The petition argues that HB 1723 is barred by the Supremacy Clause because the law “explicitly discriminates against the United States and those with whom it deals,” and §3172 does not clearly and unambiguously allow such discrimination. While differences in the nature of the work may justify differential treatment, the United States argues that HB 1723 does not classify workers based on job site or job responsibilities but instead classifies workers based solely on whether they are federal contractors. In fact, according to the Government, HB 1723 “excludes private and state workers who perform hazardous duties at Hanford, while covering federal-contract-worker[s] . . . who ‘do not enter hazardous waste sites or radiological areas.’” As for §3172(a), the Government argues that nothing in that statute “suggests that States may apply workers’ compensation laws that discriminate against the federal government”; rather, §3172(a) merely allows states to apply to federal facilities workers’ compensation laws that are already applicable to non-federal facilities. Goodyear Atomic, the Government maintains, “reflects the same understanding,” for in that case the Court explained that “the statute ‘compels the same workers’ compensation award for an employee injured at a federally owned facility as the employee would receive if working for a wholly private facility.’” At the very least, says the Government, §3172(a) lacks “the ‘clear and unambiguous’ authorization necessary to waive the United States’ intergovernmental immunity from discrimination against itself or those with whom it deals” because §3172(a) has at least two plausible interpretations.

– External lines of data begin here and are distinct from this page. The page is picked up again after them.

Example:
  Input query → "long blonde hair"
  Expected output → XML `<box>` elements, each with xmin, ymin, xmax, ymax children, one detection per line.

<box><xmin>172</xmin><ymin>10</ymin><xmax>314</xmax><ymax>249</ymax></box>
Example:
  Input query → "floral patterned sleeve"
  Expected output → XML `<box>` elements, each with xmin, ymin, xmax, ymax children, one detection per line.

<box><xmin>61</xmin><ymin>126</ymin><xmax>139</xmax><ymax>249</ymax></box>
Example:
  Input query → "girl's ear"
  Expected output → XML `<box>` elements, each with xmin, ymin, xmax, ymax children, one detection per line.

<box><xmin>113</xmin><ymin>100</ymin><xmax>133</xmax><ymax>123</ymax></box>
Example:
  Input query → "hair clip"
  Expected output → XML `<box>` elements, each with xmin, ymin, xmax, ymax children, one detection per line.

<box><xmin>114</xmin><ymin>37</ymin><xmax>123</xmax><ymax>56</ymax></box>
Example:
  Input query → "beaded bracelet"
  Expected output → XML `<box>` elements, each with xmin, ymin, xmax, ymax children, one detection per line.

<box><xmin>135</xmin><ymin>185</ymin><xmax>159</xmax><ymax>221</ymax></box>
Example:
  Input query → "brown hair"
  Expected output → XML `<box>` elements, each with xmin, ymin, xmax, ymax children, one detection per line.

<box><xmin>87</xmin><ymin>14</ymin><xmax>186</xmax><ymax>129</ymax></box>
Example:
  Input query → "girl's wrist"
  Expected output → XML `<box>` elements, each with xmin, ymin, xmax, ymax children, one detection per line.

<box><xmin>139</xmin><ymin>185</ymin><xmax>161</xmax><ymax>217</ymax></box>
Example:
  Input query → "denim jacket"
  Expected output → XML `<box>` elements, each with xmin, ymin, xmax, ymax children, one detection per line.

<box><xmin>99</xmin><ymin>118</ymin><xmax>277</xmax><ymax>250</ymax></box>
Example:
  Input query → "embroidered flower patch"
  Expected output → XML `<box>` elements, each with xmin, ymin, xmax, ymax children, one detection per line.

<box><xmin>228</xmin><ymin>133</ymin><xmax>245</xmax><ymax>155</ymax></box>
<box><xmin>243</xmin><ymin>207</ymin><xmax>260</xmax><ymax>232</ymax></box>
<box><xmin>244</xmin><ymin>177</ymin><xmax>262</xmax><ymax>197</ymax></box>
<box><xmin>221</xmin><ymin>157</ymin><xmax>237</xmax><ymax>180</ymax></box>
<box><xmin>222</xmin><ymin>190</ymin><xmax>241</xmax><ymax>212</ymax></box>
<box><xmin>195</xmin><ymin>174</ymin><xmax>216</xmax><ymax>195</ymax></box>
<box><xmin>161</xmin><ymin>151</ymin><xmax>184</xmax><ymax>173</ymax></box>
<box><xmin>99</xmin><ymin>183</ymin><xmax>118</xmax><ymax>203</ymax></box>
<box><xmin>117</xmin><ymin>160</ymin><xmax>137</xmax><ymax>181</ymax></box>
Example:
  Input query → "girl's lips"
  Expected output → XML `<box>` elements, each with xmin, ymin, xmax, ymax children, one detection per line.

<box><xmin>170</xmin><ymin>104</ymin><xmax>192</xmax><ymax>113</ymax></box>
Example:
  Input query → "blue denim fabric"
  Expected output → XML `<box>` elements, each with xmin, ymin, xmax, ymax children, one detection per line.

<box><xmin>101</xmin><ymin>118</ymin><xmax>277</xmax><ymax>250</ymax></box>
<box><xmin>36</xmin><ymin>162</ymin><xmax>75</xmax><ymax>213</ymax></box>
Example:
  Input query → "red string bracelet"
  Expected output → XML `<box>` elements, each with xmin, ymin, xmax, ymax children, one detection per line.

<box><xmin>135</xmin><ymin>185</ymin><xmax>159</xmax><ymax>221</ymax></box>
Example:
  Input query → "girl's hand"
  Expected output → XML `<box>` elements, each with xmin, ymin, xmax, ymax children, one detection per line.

The Government rejects the idea that §3172(a) allows a court to consider whether a state could enact the same scheme and apply it to nonfederal facilities because the statute’s text “specifically addresses the powers not of state legislatures, but of the state administrative officials who ‘enforc[e] and requir[e] compliance with’ existing workers’ compensation laws.” Moreover, that Congress may have used more explicit nondiscrimination language in other statutes does not establish that §3172(a) clearly and unambiguously authorizes discriminatory treatment.
[Editor’s note: Some of the language in the background section of the summary above was taken from the petition for writ of certiorari and brief in opposition.]